I think that's the best you can do in standard Haskell.
> I'd prefer to stay away from
> compiler-specific features, but if something like existential types is
> just what I need, I guess I can bite the bullet.
Existential types are indeed designed for exactly this kind of circumstance.
However, existential types do not remove the need to call a function such as
`mkShape' to convert every element of the list into a single common type.
They just allow you to avoid converting your type-class `Shape' into a record.
Here's what it would look like with existential types.

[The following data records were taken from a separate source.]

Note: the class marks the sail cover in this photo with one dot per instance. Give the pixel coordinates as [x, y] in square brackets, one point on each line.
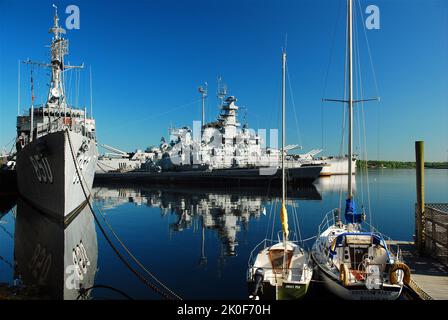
[284, 218]
[351, 216]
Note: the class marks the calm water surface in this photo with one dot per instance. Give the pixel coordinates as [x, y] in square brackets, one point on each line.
[197, 241]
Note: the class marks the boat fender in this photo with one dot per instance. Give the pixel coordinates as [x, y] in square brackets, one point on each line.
[343, 274]
[258, 279]
[393, 278]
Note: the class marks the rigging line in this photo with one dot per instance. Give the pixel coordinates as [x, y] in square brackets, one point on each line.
[328, 71]
[360, 96]
[374, 79]
[293, 105]
[365, 143]
[344, 105]
[369, 53]
[141, 277]
[122, 124]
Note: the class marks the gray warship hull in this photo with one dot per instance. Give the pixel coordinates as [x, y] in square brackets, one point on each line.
[232, 177]
[46, 173]
[55, 259]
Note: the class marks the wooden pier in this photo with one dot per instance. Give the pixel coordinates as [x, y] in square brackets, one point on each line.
[429, 277]
[428, 256]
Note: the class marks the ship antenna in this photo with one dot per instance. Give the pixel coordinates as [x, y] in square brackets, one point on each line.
[221, 92]
[203, 91]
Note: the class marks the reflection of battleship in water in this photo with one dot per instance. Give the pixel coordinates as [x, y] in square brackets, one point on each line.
[55, 258]
[222, 210]
[334, 184]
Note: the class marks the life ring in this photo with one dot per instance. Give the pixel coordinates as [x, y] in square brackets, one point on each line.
[393, 279]
[343, 274]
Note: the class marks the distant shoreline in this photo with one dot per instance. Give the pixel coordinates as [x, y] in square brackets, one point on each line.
[382, 164]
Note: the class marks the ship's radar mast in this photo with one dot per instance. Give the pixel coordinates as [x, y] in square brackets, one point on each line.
[203, 91]
[59, 48]
[221, 92]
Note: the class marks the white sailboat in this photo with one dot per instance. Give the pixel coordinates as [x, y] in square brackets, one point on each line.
[354, 263]
[280, 269]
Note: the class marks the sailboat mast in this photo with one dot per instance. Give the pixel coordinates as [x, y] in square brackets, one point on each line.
[350, 101]
[283, 124]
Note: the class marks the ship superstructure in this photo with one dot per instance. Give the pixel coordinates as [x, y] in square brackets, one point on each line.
[56, 142]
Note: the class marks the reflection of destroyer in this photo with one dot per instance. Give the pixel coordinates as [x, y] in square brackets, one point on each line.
[220, 211]
[50, 138]
[55, 258]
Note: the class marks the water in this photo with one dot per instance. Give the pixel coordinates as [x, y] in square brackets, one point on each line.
[197, 241]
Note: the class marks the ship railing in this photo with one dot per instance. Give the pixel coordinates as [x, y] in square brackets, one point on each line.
[59, 124]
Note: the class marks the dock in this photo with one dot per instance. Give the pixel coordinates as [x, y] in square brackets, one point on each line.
[429, 276]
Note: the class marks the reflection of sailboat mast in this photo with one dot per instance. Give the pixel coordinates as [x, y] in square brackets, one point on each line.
[203, 258]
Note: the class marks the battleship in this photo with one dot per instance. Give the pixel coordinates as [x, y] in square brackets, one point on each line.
[56, 143]
[221, 149]
[219, 145]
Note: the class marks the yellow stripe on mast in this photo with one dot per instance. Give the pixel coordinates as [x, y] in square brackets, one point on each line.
[284, 219]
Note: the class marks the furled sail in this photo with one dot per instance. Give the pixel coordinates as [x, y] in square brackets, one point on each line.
[284, 219]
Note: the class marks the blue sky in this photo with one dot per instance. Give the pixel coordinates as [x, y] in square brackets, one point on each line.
[149, 57]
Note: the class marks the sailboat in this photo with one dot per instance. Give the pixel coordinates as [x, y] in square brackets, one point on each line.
[279, 270]
[56, 143]
[354, 263]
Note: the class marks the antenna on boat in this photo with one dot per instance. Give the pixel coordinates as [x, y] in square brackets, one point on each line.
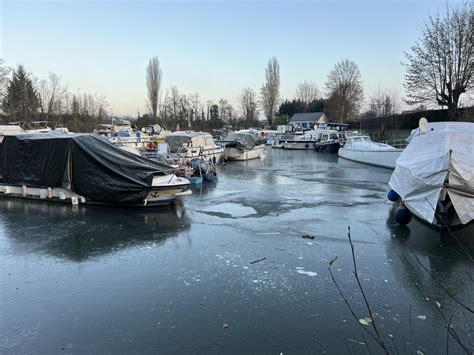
[423, 125]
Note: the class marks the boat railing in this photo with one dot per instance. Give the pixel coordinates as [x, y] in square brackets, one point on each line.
[397, 143]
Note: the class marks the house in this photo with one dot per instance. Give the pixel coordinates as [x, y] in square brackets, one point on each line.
[307, 120]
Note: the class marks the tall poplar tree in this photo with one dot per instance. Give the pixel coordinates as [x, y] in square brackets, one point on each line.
[21, 102]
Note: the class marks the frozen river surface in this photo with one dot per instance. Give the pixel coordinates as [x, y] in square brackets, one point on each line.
[227, 270]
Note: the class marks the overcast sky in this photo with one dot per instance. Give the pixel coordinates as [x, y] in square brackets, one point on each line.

-- class Shape is unchanged from your original example
class Shape a where
extent :: a -> Point
...
-- here we define an existential type that can hold any type of shape
data AnyShape = Shape a => mkAnyShape a
-- here we make the type AnyShape an instance of the class Shape,
-- by just unwrapping the `mkAnyShape' constructor and forwarding
-- the method calls
instance Shape AnyShape where
extent (mkAnyShape a) = extent a
...
-- the code for biggest is unchanged from your original example
biggest :: [AnyShape] -> Point
biggest listOfShapes = ...
If you want you can delete all the occurrences of `Any' above,
overloading `Shape' as both a type name and a class name.
Note that the `data' and `instance' definitions in this example are
boiler-plate code. I've previously suggested here that for single-parameter
type classes the compiler could generate such definitions automatically.
However, this suggestion did not meet with universal acceptance;
none of the current implementations of existential type classes
do anything along those lines.
--
Fergus Henderson <[EMAIL PROTECTED]> | "I have always known that the pursuit
WWW: | of excellence is a lethal habit"
PGP: finger [EMAIL PROTECTED]| -- the last words of T. S. Garp.